ブロックチェーン(分散型台帳技術)基盤のソリューションを提供するレシカは6月26日、千葉大学医学部附属病院検査部・遺伝子診療部研究チームとの共同研究により、医療従事者間または医療従事者と患者間において、患者の診療データを所有・共有する仕組みを開発した。研究内容は、文部科学省基盤研究事業・研究課題の「中央集約型と分散型の併用による医療情報共有のためのトラスト(信頼関係)の評価法」(研究代表者:松下一之)。また今回の検証では、千葉大学医学部発のゲノム・DNA解析ベンチャーのゲノムクリニックが遺伝子データを提供した。
同研究では、将来的に医療業界において医療従事者同士や医療従事者と患者間での医療データの情報共有が進んでいくこと、さらに診療情報のデータ化に伴う患者自身による診療データの保持が進められていくとしている。今回の取り組みの初期段階において、レシカは、秘匿性の高い診療情報が改ざんされることなく、限定された者のみが情報にアクセスできること、また誰がアクセスしたかという履歴について透明性を持って検証できる仕組みとして、ブロックチェーン技術を活用したPoC(概念実証)アプリケーションラットフォームを開発した。

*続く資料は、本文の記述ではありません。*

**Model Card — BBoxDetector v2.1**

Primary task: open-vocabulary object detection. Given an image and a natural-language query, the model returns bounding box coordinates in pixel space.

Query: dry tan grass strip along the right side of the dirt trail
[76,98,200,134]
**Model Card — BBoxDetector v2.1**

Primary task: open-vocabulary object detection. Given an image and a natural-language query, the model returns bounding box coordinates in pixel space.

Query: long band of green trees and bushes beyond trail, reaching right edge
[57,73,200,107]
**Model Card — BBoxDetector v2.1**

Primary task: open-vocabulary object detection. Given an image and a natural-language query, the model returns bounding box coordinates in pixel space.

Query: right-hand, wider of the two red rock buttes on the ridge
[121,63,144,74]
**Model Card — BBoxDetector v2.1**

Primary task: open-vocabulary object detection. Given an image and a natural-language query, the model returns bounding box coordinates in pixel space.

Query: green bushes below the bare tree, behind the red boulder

ブロックチェーン技術について、患者自身による医療データの安全な管理、かつ第三者との共有を両立可能にするインフラと位置付けており、医療情報へのアクセス権限に関して、医療従事者などへの信頼度(トラスト)を患者本人が設定することを特徴として挙げている。
今後レシカは、同プラットフォームをベースとした医療現場への実サービス活用、医療に限らず患者のクオリティオブライフ(QOL)を高めるユースケースを検討していく。外部の医療機関および企業の関係者と新たなアプリケーションを開発し、患者の幅広い診療データの有効活用と安全な共有を目指していく。